Amel Bouchareb : Nouveaux jougs

28 mars 2015 à 10 h 00 min

Ici, pas question de machisme, de rigorisme ou de vie rurale… L’auteure écrit à contre-courant du discours ambiant sur «la femme arabe». Elle croque des tranches de vie de femmes soumises à l’ambition professionnelle ou à la mode. On penserait presque au «Diable s’habille en Prada», ce film hollywoodien qui fut d’abord un roman écrit par Lauren Weisberger en 2005.

Ce monde aride fait de «winners» et de «losers» n’est malheureusement pas le propre des USA. L’enfer moderne est aussi le quotidien de beaucoup de femmes en Algérie et dans le monde arabe. L’auteure nous introduit par exemple dans le cerveau dérangé d’une femme dont les plus grandes conquêtes sont ses achats dans les boutiques de luxe de Dubaï et dont le but ultime est de rivaliser de séduction avec les mannequins que regarde son mari à la télévision.

De l’autre côté de l’écran, «Takalami» (Parle) dissèque la folie ordinaire d’une présentatrice TV qui triture son visage et son corps, avec maquillage et opérations de chirurgie, afin de compenser les déformations de l’écran et bien passer à la télévision, quitte à s’enlaidir dans la réalité.

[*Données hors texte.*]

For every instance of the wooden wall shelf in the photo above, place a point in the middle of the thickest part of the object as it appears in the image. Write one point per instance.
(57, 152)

Bouchareb s’attelle à détruire les mythes de la femme émancipée dans une jouissive entreprise iconoclaste. Dans ses textes, la femme émigrée qui lutte contre le racisme ne le fait que pour prendre sa revanche et montrer sa supériorité aux hommes de son village natal. Même la femme instruite n’échappe pas à la loupe de Bouchareb.

La brillante étudiante se réfugie dans les prédictions d’astrologie pour trouver un homme, tandis que la lycéenne qui tente de résoudre par la dialectique platonicienne une question existentielle (est-elle trop maigre pour trouver un mari ?), finit chez la voyante. On s’en doutait, le féminisme contemporain ne trouve pas non plus grâce aux yeux de l’auteure.

Le président de «l’Organisation internationale de la révolution des femmes», corrigeant le discours de la porte-parole, ne trouve rien de plus important à faire que de réformer la langue afin de la rendre moins sexiste. Quand on tombe enfin sur une femme «d’un autre genre» non victime de la concurrence du paraître, on reprend espoir pour un temps avant de découvrir qu’elle compense ses complexes par une consommation boulimique de chocolat.

Les textes d’Amel Bouchareb sont évidemment excessifs dans la satire, mais c’est cela qui fait leur attrait. Ajoutez une écriture nerveuse, drôle et empreinte de modernité : phrases inachevées et répétitives expriment parfaitement la pensée hystérique où s’enferment les personnages. Première publication de l’auteur, «Treize sur elle» révèle une belle plume qui conjugue subtilement
légèreté et profondeur. 

Amel Bouchareb, «Alayha thalathata achar», Editions Chihab, Alger, 2014.